What was I saying? Oh – coffee and booze. Not sins. Cancer. Right. So, alert reader Jason wrote me a note saying that the NIH lists alcoholic beverage consumption as known to increase the risk of cancer. On the other hand coffee seems to help for breast cancer, anyway. And I love coffee! So maybe they cancel.
Coffee is a major way I stay “motivated” (read: higher energy than a jack russel terrier). I mentioned my rampant caffeine addiction in an earlier post. It’s not the only legal recreational stimulant anymore. According to some interesting news published at Nature a lot of scientists are using some fun new substances on the prescription market.

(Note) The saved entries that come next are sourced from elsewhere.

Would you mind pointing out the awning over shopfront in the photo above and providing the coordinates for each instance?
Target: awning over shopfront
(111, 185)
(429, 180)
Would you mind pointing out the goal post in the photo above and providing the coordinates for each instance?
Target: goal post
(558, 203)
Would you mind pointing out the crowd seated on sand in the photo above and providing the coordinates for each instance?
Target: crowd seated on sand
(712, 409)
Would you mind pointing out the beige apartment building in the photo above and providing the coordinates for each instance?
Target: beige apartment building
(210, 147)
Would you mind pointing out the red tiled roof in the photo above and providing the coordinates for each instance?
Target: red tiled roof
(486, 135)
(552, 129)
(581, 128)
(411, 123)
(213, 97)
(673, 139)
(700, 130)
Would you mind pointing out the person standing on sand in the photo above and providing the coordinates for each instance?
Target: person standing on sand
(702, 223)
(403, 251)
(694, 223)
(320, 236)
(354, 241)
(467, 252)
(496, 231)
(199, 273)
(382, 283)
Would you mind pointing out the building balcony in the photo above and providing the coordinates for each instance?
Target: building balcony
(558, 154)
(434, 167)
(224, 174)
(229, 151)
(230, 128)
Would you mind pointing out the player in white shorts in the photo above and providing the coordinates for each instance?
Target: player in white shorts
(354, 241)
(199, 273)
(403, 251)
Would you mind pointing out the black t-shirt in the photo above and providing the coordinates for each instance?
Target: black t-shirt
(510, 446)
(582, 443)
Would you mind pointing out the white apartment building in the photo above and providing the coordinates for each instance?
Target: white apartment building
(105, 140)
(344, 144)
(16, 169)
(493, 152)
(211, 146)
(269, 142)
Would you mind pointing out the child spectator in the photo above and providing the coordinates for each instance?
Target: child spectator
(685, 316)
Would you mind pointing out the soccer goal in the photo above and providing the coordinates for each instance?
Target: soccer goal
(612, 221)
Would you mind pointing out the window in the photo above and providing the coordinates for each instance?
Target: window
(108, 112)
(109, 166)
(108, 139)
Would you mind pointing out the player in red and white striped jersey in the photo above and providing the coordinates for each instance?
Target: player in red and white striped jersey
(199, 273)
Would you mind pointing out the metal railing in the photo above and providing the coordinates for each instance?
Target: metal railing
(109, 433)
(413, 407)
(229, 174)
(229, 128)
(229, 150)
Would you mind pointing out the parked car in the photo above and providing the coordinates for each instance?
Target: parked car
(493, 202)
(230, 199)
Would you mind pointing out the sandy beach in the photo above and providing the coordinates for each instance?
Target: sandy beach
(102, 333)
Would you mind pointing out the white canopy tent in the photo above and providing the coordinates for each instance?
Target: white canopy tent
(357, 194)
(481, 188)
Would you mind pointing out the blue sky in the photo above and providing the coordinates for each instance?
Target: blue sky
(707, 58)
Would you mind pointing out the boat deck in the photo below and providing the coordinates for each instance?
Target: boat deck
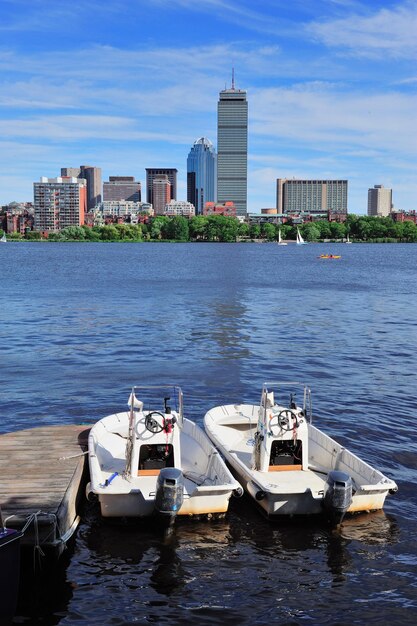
(42, 480)
(286, 481)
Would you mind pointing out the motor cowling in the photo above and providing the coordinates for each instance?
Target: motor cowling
(337, 495)
(169, 493)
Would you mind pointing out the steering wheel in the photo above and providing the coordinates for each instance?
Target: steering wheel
(155, 422)
(285, 420)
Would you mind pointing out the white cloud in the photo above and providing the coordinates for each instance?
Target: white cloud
(387, 32)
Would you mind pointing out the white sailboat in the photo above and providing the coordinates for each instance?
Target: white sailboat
(280, 242)
(300, 241)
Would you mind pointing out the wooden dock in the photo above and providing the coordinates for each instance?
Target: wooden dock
(42, 480)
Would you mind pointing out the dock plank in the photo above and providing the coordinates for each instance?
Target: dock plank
(43, 470)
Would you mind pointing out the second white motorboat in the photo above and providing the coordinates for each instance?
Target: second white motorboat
(150, 461)
(289, 466)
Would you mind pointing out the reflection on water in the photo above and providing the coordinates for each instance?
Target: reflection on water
(219, 320)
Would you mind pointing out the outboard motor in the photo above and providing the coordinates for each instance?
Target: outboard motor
(169, 494)
(337, 495)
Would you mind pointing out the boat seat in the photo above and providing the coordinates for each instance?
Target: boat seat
(285, 468)
(154, 472)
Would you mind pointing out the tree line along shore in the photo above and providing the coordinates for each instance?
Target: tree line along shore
(219, 228)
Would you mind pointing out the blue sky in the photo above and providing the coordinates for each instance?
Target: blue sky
(132, 84)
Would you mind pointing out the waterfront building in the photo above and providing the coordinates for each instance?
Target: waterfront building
(125, 208)
(152, 173)
(59, 202)
(314, 197)
(379, 201)
(220, 208)
(179, 207)
(92, 175)
(232, 148)
(122, 188)
(201, 174)
(161, 193)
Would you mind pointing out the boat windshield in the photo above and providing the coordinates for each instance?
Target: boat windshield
(292, 395)
(164, 398)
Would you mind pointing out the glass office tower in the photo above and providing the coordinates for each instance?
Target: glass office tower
(232, 148)
(201, 174)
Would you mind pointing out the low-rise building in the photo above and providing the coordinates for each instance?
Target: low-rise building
(220, 208)
(59, 202)
(179, 207)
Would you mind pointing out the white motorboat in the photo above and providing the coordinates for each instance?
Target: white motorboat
(289, 466)
(300, 241)
(150, 461)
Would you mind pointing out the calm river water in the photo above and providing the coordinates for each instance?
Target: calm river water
(81, 323)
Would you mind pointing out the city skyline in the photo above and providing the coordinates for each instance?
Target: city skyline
(331, 90)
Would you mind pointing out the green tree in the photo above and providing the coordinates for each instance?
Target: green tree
(255, 231)
(91, 234)
(310, 232)
(159, 227)
(178, 228)
(268, 231)
(75, 233)
(33, 235)
(109, 233)
(409, 231)
(337, 230)
(243, 229)
(198, 227)
(324, 228)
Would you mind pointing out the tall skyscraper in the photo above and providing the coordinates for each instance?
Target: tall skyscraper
(122, 188)
(232, 148)
(59, 202)
(161, 193)
(93, 177)
(201, 174)
(151, 173)
(311, 196)
(379, 201)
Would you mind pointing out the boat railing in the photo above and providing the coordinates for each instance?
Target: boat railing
(149, 395)
(278, 389)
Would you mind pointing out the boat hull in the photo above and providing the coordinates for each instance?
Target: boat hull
(292, 491)
(208, 484)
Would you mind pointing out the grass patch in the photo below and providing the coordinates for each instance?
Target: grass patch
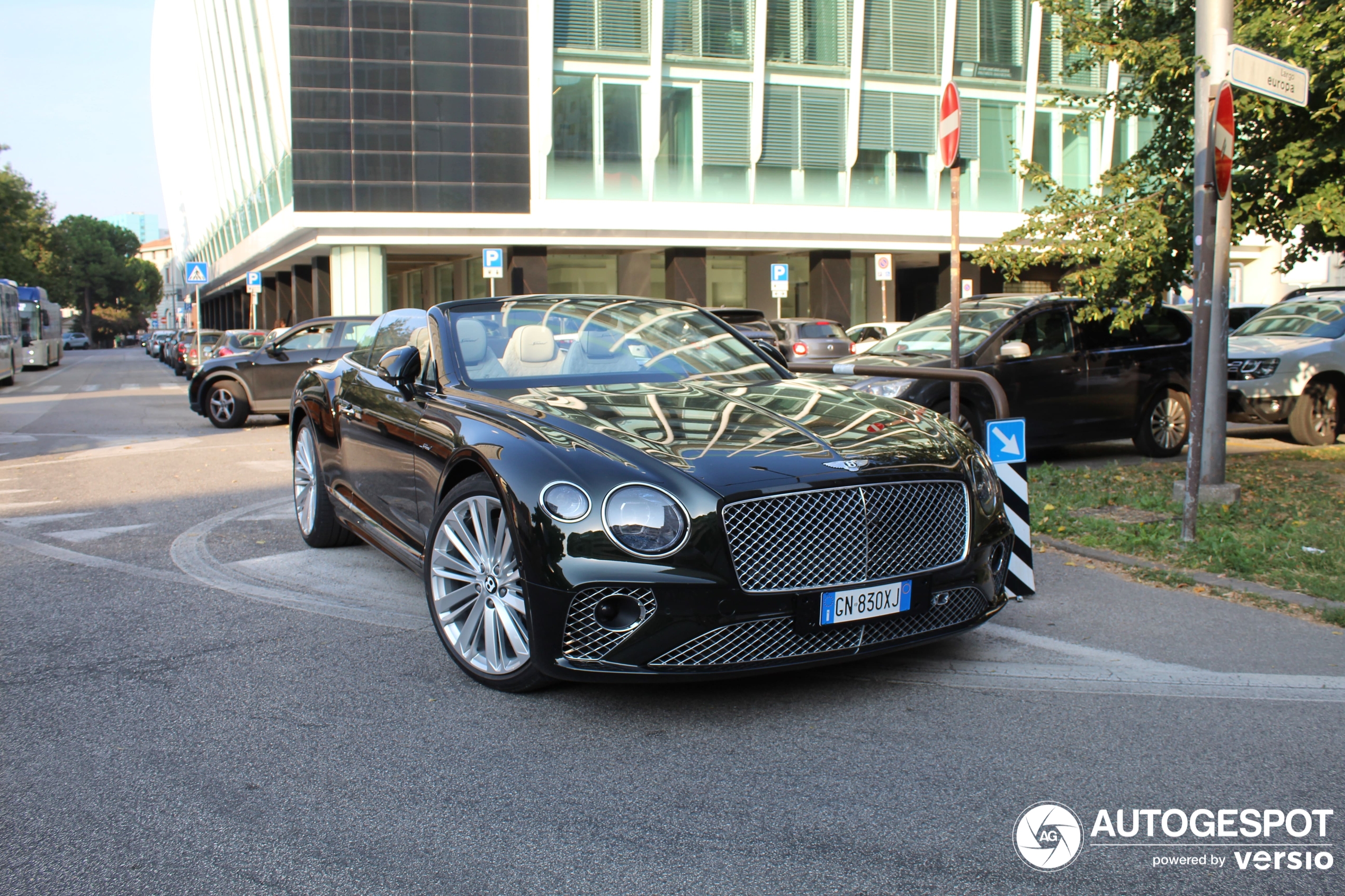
(1290, 500)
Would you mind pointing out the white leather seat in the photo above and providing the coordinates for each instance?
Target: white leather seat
(532, 352)
(600, 352)
(477, 352)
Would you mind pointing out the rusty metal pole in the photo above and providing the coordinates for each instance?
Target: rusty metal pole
(955, 288)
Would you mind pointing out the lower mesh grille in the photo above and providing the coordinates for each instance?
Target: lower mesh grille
(775, 638)
(584, 637)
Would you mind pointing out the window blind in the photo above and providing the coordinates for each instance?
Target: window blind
(725, 116)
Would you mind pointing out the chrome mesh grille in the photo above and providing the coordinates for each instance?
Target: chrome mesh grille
(584, 637)
(764, 640)
(846, 537)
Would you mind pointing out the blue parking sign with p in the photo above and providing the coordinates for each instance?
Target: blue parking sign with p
(1007, 441)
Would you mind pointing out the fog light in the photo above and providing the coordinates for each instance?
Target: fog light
(618, 613)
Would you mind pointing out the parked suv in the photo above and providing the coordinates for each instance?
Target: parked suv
(230, 387)
(809, 339)
(1072, 382)
(1288, 366)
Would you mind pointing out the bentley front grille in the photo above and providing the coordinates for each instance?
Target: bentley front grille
(775, 638)
(586, 637)
(846, 537)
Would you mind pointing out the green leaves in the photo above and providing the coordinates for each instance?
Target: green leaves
(1129, 243)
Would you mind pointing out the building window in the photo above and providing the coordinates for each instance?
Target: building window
(608, 26)
(903, 35)
(708, 29)
(992, 39)
(809, 31)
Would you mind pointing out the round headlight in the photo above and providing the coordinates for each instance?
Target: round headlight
(566, 502)
(644, 522)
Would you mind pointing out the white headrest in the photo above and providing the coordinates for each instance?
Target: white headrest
(536, 345)
(471, 340)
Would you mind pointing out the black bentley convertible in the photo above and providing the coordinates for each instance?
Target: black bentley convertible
(599, 487)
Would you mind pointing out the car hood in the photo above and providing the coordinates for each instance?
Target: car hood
(1263, 346)
(735, 437)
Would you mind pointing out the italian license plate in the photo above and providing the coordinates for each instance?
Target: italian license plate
(865, 603)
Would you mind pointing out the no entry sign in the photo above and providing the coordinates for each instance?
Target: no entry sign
(950, 125)
(1222, 139)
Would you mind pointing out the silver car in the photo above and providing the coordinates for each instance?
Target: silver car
(808, 339)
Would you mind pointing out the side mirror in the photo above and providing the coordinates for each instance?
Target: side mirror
(401, 367)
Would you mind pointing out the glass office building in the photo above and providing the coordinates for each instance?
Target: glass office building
(362, 152)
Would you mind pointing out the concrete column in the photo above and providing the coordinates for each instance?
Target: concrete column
(633, 275)
(685, 276)
(829, 285)
(360, 280)
(302, 291)
(322, 286)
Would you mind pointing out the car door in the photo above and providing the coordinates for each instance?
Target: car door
(277, 366)
(1048, 386)
(379, 423)
(1114, 359)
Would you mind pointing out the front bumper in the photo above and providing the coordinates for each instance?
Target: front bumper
(708, 633)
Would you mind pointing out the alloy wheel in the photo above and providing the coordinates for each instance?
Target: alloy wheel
(306, 481)
(475, 583)
(1168, 423)
(222, 405)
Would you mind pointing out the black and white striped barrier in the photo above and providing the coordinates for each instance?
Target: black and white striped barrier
(1007, 444)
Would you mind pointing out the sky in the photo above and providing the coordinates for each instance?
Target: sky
(74, 104)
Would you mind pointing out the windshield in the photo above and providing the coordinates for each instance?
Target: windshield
(588, 340)
(1319, 320)
(932, 332)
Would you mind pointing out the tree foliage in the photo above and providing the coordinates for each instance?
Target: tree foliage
(24, 221)
(1129, 243)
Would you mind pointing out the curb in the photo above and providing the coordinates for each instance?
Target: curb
(1203, 578)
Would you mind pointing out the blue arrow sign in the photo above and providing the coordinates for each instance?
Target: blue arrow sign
(1007, 441)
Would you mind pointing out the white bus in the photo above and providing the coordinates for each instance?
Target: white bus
(39, 320)
(8, 331)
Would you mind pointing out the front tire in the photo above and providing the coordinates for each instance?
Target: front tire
(475, 590)
(1314, 418)
(226, 405)
(1165, 425)
(314, 512)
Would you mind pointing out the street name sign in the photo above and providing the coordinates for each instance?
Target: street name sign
(492, 264)
(883, 266)
(1223, 131)
(1267, 76)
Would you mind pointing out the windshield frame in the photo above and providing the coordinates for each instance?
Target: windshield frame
(443, 315)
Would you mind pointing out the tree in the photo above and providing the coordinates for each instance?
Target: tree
(24, 221)
(1129, 243)
(93, 263)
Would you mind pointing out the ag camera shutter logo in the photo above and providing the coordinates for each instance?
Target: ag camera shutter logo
(1048, 836)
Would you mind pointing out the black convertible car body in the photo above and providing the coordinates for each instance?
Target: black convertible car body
(627, 488)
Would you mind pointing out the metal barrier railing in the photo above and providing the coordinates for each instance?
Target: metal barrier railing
(987, 381)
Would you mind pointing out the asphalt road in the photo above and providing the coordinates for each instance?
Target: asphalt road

I’m not one to pass judgment. For the time being, I’m going to stick with sleep, runs and a bit of caffeine. OK, more than a bit of caffeine. If things change, who knows. Maybe I’ll find that I need something extra and an understanding physician to make it happen.
In the mean time, I’m going to give you the run down on how to make good coffee. There’s lots of information over at the old rec.food.drink.coffee usegroup FAQs page (the wealth of info stored in the old usegroups FAQs is pretty amazing). But the long and short is this: it doesn’t matter how good your coffee is if you have a dirty coffee maker. That’s step 1. Clean your coffee maker. Once that’s done, consider your water. Step 2 is, if need to filter your water, filter your water. Don’t buy bottled water. Step 3 is to buy some decent coffee. Don’t overspend. Make sure the grind is right for your machine.